But author Ian Fraser, who wrote ‘Shredded: Inside RBS, The bank That Broke Britain’, an account of the demise of the bank during the financial crisis of 2008, said that many customers appeared to be mistaken that the bank’s high street brand would also change to NatWest.
In reality, it is the bank’s official parent company name, on documents filed with Companies House which will change, while the high street name – and customer accounts in Scotland - will remain as RBS.
Many customers have voiced their disappointment on Twitter, vowing to leave the institution.
Mr Fraser said: “I think they could lose customers over this. It is very difficult to explain that this is just a holding company name change and they haven’t done a particularly good job of explaining that and this will come back to haunt them.
“A lot of people will see that RBS has changed its name to NatWest today and they’ll think the name of their bank has changed.”
He added: “I think they would have been playing with fire if they had gone down the road of changing the name of the retail bank.”

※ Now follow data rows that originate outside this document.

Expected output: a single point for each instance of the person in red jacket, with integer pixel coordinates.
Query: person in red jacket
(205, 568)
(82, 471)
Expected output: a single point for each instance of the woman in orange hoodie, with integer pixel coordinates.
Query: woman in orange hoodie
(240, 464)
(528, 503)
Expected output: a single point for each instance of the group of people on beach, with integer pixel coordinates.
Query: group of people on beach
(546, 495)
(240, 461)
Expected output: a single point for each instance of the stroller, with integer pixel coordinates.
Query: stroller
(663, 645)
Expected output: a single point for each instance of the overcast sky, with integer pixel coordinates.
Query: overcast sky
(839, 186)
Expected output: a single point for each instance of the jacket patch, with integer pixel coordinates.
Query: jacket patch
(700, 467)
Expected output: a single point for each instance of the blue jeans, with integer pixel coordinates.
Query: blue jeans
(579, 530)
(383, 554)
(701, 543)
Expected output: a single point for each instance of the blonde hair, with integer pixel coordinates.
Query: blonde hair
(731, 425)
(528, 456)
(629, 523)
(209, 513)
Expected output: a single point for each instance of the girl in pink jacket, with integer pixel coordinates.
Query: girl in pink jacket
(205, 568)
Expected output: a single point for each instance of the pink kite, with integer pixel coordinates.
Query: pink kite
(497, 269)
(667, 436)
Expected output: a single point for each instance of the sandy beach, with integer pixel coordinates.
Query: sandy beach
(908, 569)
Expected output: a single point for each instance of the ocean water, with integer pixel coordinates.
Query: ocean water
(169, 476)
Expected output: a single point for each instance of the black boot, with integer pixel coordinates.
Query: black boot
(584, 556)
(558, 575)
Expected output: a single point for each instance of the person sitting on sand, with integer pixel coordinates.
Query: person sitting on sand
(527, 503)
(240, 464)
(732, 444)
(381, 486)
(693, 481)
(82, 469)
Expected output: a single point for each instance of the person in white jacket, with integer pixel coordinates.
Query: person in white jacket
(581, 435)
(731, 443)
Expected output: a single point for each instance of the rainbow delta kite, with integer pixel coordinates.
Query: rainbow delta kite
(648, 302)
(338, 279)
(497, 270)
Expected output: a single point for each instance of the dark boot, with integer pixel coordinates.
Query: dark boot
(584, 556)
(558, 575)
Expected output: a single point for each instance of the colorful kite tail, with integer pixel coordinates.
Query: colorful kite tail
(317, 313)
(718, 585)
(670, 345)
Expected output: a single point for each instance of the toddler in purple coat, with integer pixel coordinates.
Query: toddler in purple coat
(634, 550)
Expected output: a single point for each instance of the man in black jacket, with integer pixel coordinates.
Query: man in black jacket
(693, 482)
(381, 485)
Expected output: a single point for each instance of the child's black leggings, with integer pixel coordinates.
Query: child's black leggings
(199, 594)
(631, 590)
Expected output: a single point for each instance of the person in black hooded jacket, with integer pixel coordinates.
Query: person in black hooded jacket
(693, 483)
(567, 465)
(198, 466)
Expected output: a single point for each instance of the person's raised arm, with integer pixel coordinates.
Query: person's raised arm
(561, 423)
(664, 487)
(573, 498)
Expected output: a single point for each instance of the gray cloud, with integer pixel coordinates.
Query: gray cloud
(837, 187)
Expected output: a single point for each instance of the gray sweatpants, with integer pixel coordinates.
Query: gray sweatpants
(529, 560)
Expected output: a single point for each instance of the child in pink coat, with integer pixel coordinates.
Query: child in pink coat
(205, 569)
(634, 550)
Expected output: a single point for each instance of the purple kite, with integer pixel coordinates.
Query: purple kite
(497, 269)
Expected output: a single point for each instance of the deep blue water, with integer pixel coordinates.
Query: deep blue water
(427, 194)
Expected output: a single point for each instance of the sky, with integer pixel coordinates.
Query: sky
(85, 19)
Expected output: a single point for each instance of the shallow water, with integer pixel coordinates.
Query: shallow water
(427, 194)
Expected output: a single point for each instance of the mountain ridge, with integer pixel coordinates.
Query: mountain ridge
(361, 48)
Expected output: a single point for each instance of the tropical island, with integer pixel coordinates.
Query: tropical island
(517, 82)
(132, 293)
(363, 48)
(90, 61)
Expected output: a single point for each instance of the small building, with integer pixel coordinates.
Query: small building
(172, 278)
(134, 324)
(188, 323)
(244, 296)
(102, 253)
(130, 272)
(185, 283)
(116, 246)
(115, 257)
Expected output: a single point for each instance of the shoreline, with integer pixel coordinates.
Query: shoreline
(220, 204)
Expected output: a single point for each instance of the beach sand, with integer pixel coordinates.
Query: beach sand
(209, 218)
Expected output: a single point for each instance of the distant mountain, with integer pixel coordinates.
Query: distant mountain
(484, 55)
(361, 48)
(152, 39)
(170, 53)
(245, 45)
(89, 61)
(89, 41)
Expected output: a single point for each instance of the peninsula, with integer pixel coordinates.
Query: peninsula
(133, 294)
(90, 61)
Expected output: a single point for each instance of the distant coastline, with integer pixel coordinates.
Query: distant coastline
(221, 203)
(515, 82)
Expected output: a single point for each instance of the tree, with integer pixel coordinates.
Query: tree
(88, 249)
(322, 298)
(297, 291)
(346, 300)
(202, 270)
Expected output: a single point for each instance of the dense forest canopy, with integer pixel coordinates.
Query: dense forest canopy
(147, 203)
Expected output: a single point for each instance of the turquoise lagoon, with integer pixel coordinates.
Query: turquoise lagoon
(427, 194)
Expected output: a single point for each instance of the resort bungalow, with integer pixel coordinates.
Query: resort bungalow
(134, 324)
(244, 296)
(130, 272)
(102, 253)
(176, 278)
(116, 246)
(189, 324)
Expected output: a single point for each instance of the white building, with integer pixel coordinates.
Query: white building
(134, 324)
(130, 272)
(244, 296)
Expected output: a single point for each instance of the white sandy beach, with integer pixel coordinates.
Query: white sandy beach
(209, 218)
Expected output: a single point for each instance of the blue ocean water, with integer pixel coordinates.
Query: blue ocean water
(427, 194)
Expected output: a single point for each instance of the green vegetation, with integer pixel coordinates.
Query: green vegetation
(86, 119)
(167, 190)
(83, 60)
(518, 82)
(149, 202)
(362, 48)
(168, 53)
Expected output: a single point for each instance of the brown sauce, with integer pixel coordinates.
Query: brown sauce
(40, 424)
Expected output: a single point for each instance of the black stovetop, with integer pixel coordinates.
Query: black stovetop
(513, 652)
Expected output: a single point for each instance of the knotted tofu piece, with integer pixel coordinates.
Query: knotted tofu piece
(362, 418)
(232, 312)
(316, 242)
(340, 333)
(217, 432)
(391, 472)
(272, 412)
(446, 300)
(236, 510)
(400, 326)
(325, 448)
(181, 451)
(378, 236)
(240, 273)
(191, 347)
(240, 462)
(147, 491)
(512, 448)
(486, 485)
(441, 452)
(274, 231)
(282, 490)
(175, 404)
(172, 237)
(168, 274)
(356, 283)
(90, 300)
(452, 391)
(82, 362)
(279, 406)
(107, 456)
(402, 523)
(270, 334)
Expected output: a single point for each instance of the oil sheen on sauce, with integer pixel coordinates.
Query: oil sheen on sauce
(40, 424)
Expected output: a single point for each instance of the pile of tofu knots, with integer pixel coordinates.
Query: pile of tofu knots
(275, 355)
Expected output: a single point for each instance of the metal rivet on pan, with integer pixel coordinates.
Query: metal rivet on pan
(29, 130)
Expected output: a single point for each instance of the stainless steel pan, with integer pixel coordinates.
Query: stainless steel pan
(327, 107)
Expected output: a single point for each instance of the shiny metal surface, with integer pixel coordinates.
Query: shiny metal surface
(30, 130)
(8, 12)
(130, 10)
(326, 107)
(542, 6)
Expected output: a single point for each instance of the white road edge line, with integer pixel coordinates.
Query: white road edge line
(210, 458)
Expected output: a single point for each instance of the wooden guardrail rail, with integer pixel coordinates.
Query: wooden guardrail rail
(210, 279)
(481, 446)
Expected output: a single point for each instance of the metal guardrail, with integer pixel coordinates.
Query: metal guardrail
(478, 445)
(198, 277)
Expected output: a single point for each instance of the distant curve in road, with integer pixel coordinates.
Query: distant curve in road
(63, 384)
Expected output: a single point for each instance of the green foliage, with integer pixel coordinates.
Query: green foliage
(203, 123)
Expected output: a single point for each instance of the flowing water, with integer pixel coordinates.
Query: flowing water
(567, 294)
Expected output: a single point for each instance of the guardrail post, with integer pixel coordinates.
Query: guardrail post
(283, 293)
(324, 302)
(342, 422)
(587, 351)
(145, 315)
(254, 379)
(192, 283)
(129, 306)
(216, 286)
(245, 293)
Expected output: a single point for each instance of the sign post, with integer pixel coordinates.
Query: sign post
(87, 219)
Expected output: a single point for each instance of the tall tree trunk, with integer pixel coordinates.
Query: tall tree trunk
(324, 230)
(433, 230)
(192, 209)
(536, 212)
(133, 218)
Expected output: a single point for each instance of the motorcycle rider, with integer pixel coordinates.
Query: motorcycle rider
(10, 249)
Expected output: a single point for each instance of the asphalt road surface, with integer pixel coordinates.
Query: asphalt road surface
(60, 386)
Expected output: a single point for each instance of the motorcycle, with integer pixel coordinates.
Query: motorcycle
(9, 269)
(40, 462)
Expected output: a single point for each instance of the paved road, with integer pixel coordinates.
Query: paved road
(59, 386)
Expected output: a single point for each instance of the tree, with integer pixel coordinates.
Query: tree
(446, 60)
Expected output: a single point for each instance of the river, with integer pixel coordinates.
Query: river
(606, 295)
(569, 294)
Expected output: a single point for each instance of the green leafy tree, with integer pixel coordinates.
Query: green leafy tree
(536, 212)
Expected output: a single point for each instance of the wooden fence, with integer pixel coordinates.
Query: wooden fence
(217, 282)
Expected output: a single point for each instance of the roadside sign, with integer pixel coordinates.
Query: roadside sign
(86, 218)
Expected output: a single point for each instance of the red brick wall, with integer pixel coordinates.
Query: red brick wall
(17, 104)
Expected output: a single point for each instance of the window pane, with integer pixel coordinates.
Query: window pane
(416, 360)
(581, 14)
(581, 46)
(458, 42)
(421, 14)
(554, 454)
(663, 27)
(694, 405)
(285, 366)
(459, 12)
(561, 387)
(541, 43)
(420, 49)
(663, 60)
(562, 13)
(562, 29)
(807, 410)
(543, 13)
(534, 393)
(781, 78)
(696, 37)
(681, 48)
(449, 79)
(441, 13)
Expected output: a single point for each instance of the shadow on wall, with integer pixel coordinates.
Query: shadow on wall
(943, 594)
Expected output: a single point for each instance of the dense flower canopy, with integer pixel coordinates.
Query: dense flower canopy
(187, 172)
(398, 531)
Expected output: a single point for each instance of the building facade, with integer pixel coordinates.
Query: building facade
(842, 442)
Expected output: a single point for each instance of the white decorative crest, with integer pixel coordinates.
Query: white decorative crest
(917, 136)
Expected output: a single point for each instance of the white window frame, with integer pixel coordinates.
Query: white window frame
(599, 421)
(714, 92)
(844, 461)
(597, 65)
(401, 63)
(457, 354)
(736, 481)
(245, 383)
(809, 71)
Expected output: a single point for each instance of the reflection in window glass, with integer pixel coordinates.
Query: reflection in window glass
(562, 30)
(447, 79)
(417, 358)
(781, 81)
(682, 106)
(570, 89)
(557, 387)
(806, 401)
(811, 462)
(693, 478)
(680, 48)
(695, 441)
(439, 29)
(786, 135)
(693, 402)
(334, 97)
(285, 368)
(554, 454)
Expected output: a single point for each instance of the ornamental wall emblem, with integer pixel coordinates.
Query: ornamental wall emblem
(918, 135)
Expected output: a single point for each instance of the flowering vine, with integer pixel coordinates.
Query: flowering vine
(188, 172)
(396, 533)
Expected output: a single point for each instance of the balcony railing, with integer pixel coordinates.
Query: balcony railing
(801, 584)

Customers took to social media to lament the change of name, with many vowing to ditch their RBS accounts.
One customer wrote on Twitter: “I will be leaving RBS, I don’t want to have an account with NatWest, I joined it when I was 14, will be leaving now I am 54, sooner Scotland gets its own bank the better in my opinion.
“It has lost the Scottish identity, NatWest has no connection to Scotland, and are watering down of everything Scottish. Will tartan be gone???”
The bank first announced its intention to change its parent company name and stock exchange ticker in February stressing that there would be no change to its customer-facing brands, with branches in Scotland continuing to operate under the historic Royal Bank of Scotland banner.
RBS has not yet responded to a request for comment.